Autobiografía en secreto de Amanda Da Silva, cap. 14 «Pupila»

XIV

Pupila


Amanda descendió del automóvil ayudada por el chofer. Miguel la esperó en la vereda del convento donde depositó la pequeña valijita de cuero.
La tarde avanzaba desde el río y empezaba a colorear las paredes del convento. La construcción parecía enorme vista desde la pequeña altura de la niña. Pero ella solo reparó en la enorme puerta que tenía a su frente. El timbre sonó ruidoso, exagerando sus gritos metálicos anunciando la llegada de los visitantes.
Por una mirilla que daba justo la medida de dos ojos, alguien observó a la pareja. Se oyó el picaporte, ceder y abrirse una de las hojas de la puerta chirriando a gusto. La jorobadita apareció sonriendo alegre y observando a Amanda que se iluminó repentinamente.
—La Madre Superiora lo está esperando –dijo, e invitó a pasar a Miguel, quien tomó de la mano a Amanda, que ya cargaba la valijita como una inmigrante recién llegada de los barcos.
—Es mejor que vaya usted solo, la niña bien se puede quedar conmigo. Somos amigas con esta señorita. –Amanda sintió con un movimiento de su cabeza. Miguel accedió como un autómata.

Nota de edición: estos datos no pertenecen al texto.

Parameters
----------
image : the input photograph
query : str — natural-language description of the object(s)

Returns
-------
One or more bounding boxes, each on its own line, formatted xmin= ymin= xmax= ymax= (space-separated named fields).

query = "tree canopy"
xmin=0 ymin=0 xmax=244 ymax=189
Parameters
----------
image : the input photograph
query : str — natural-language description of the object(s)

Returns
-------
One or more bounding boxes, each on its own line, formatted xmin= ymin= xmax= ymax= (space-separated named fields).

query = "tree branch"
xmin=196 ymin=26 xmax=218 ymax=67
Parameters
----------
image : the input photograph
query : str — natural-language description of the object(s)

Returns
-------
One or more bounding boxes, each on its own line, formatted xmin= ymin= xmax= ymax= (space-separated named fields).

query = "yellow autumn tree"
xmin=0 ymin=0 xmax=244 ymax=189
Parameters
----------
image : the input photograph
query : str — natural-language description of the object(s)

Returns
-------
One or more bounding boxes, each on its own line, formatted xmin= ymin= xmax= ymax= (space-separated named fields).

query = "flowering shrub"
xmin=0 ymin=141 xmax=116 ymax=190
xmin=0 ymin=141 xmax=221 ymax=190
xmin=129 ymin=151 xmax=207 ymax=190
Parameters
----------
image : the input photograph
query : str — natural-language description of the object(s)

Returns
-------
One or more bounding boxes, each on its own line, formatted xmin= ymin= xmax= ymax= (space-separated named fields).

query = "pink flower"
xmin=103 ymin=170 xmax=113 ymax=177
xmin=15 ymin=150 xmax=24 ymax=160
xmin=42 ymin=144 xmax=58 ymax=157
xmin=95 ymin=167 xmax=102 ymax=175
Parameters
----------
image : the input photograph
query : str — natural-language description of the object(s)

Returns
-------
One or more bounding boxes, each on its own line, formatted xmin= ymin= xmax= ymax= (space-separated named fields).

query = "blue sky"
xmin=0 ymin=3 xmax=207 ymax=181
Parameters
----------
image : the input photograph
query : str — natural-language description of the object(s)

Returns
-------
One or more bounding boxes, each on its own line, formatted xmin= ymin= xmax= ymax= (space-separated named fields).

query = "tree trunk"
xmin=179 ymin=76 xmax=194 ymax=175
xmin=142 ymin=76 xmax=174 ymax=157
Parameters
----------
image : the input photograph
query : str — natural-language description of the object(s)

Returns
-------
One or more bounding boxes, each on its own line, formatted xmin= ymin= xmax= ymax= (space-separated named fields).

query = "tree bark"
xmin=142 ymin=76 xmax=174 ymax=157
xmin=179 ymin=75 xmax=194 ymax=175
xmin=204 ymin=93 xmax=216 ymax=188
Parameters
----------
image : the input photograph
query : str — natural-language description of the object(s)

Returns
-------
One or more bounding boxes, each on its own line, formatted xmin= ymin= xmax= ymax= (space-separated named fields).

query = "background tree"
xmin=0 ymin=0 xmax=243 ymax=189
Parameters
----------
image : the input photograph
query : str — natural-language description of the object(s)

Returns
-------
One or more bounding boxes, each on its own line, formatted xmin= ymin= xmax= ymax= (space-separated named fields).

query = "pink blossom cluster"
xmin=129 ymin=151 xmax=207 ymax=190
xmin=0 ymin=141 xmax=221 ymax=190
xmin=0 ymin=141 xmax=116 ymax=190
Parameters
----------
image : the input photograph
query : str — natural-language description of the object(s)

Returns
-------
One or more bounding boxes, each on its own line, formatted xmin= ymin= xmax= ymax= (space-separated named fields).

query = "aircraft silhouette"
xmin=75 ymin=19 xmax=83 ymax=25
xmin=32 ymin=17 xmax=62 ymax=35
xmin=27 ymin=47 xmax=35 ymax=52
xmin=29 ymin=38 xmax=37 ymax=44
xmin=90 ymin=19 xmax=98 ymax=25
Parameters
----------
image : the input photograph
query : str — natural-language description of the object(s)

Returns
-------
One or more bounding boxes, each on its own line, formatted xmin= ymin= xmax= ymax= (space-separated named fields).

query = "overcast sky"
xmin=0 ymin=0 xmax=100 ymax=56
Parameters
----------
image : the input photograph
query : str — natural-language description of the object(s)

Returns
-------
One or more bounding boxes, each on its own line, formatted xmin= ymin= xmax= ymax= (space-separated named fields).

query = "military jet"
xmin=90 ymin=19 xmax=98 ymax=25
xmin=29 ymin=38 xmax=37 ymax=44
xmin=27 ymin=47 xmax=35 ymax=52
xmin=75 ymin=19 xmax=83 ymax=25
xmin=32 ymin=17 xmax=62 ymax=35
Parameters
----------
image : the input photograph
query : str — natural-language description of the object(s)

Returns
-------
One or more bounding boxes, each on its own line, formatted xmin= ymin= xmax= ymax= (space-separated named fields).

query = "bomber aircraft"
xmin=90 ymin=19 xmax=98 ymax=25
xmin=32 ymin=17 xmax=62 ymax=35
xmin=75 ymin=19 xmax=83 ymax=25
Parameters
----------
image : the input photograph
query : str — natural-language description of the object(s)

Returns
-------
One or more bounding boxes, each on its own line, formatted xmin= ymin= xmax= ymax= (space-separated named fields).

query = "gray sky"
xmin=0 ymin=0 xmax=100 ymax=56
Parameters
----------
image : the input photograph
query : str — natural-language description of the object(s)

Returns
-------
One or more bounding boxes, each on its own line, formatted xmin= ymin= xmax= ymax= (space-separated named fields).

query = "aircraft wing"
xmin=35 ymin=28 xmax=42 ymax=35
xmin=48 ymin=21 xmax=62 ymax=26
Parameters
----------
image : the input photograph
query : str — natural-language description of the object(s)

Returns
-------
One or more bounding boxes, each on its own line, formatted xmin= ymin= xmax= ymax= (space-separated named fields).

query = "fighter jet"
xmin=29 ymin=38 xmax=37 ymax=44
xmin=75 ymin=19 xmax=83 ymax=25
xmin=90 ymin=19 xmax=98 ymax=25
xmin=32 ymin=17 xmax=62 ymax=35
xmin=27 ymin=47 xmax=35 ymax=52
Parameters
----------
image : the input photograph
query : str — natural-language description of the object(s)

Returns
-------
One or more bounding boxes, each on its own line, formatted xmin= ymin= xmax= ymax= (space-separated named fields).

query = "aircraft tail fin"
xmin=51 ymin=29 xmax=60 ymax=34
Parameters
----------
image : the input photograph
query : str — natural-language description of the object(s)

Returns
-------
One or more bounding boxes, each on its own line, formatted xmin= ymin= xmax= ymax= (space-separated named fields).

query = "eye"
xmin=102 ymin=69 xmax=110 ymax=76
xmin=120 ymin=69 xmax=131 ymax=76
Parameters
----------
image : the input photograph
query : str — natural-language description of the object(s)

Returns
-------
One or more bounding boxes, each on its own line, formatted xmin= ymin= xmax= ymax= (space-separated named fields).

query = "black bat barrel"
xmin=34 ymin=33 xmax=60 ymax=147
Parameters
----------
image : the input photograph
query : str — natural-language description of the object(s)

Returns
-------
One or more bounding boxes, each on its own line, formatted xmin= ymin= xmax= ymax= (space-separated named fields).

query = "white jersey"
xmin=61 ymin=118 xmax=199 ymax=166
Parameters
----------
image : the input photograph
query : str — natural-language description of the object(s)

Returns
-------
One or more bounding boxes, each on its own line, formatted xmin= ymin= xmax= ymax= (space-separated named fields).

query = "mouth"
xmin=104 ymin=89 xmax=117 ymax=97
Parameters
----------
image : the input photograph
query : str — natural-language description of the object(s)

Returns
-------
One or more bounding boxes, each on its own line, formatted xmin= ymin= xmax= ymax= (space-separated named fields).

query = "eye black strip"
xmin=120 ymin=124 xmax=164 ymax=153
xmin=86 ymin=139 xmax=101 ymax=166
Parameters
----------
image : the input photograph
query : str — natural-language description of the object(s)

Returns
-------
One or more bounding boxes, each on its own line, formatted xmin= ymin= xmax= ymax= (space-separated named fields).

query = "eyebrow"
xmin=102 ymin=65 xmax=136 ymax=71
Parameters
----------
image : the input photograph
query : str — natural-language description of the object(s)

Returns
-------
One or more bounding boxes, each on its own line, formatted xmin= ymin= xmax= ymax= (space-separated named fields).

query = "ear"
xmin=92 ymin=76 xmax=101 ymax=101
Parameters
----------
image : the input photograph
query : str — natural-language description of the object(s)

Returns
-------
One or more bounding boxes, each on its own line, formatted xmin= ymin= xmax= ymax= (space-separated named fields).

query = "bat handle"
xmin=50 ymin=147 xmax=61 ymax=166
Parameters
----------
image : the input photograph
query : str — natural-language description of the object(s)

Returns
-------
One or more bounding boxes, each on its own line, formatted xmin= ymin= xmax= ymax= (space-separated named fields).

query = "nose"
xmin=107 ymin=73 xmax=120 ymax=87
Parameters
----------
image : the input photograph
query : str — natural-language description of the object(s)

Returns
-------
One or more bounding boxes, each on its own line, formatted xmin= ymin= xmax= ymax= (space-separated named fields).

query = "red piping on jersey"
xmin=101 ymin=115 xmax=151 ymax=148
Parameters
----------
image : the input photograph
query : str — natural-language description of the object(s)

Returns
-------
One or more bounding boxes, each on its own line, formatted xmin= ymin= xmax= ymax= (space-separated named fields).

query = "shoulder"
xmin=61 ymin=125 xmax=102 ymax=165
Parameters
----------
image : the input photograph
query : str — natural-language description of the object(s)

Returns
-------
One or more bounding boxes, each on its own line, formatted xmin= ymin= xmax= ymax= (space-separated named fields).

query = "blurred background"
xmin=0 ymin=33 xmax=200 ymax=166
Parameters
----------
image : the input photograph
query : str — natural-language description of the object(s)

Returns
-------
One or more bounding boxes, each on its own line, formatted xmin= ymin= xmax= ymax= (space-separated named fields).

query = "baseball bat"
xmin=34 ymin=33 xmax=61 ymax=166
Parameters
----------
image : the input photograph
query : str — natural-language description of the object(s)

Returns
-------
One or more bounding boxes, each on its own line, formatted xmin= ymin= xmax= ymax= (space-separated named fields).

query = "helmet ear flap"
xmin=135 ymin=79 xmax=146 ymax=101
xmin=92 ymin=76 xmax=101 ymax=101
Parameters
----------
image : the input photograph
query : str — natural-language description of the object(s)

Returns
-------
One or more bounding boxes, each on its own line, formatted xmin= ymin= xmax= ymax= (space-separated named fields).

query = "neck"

Dejó la mano de Amanda y avanzó en dirección a donde la monjita le indicaba. Ella alzó a la niña que se abrazó con entusiasmo a la mujer a la que recién conoció cuando ingresó al colegio y con la única con la que se llevó desde entonces.
Algo tenían las dos que las ponía en comunión, algo que ambas percibieron sin necesidad de que se hablara. La música y la palabra las comunicó de entrada, “algo tenías adentro que te hizo meter la pata”, le recitó en alguna oportunidad Amanda cuando fueron apercibidas por sus demostraciones tangueras en un pasillo poblado de muchachas entusiastas.
Pocos minutos después, Miguel volvió donde Amanda. Ella predijo sus movimientos. Sabía que se arrodillaría como había hecho el día que llegó para hablarle de su madre muerta y cuando le dijo que iría a un lugar donde estaría mejor que en cualquier otro lado. Y así ocurrió, Miguel se arrodilló y, por última vez, la abrazó con fuerza, la besó varias veces, y no pudo mirarla a los ojos. Luego se marchó sin decir palabra alguna.
La monjita jorobada tomó con una mano la valijita de Amanda y con la otra a la niña. Ella se agarró fuerte de esos dedos largos y huesudos. Ella le dijo “dedos de pianista”, como si Amanda supiera de qué le hablaba. La niña sonrió cómplice y caminaron juntas por el gran patio de la escuela. Sus figuras desaparecieron en la oscuridad de un largo pasillo que conducía a una habitación donde otras niñas, algunas de su edad y otras mayores, descansaban esperando la hora de la cena.
Afuera se escuchaba un bochinche de pájaros sobre unas cúpulas, mientras los árboles susurraban en los patios del colegio, unos vientos que llegaban del río en el lomo de unos caballos que peregrinaban hacia la noche más próxima de la ciudad.